Monetize your skills
You may have a hobby or a skill that is unique, and chances are, you have the materials to begin making a profit off of it. For example, if you like to paint, you likely already have the necessary supplies: paints, brushes, canvases, and paper. You could possibly commission a few art pieces to make money for your trip. Similarly, if you like to help others with their schoolwork, you could tutor for cash. Converting one of your skills or hobbies into a side hustle is a great way to put extra money into your savings account.

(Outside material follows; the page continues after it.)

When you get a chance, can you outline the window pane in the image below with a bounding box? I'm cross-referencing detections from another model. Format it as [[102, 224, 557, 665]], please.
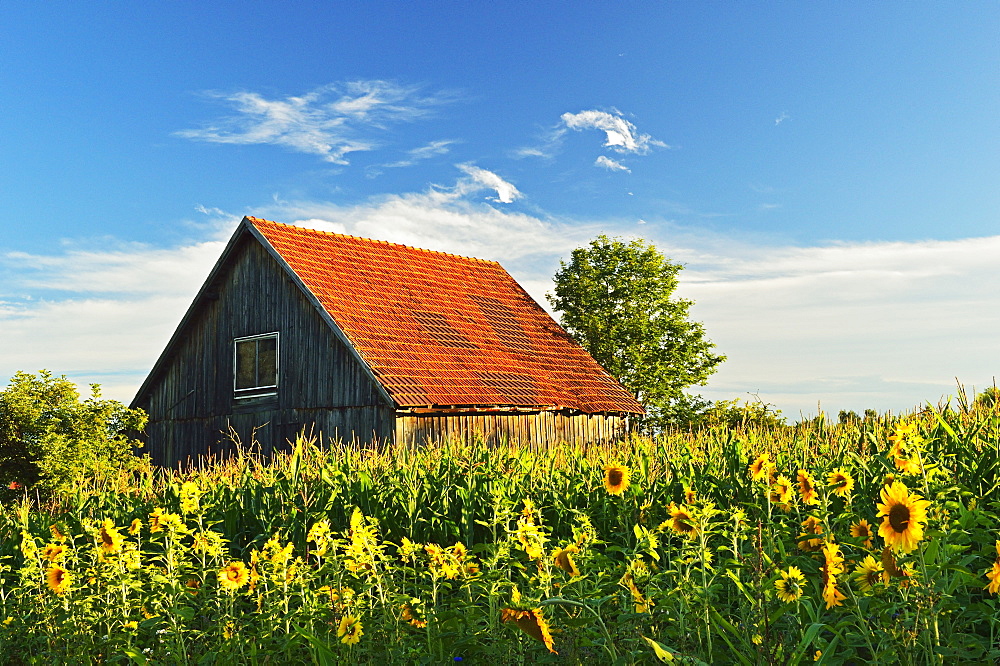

Set aside unexpected money
Sometimes when doing laundry, you may find a $10 bill that has gone through the wash. Instead of spending it, place this “new found” money in your vacation fund. It’s likely that you weren’t missing it before, so you probably won’t miss it in your wallet. Similarly, if you receive money as a gift or have a larger tax return than expected, you could put it in your vacation fund. This unexpected money can allow you to reach your goals faster.
3. Scale back unnecessary expenses
Maybe you picked up an additional stream of income, and you still won’t make your goal. Or perhaps you don’t have the time to create more money. In those cases, you should control what you can control: scale back on unnecessary expenses and get rid of unwanted items.
Cut back on food expenses
One of the easiest ways to find more money is to limit the amount of money you spend in each of your budget categories. Food is an important expense, but it is also one of the most adaptable categories. While some grocery costs are fixed, there are ways to save money while grocery shopping. For example, monitor weekly ads for sales and create a list before you step foot in the supermarket. You can also save money on food by limiting when you eat out and order delivery.
Cancel non-essential subscriptions
There is nothing more dissatisfying than paying for a subscription service that you don’t use. A subscription service could include a video streaming service, a digital storage folder, or a magazine. These services won’t provide you with any benefit if you don’t use them regularly. Be sure to scan your credit card statements for recurring charges, and cancel any subscriptions you don’t use.
Sell unused items
Just like the subscriptions, if you’re not using an item, then you probably don’t need it. You could go through your closet, check under your bed, and scan the contents of your kitchen cabinets. If you haven’t touched a specific piece of clothing or mug in six or more months, then you probably don’t need it. After you’ve accumulated a pile of unnecessary items, you can post them on an online selling platform or consign the items to a local thrift store. Both options will give you a little bit of extra cash to put towards your vacation.
Although there are many expenses that go into a vacation budget, you can lessen or eliminate the impact it has on your personal finances. Whether it be time spent planning, making additional income, or eliminating unnecessary items, do what you can to prepare well in advance. That way, you won’t have to worry about money on your trip. With a proper savings plan, you'll know how much money to save for vacation, and could be sitting in the sand or taking in the view from the top of the mountain in no time.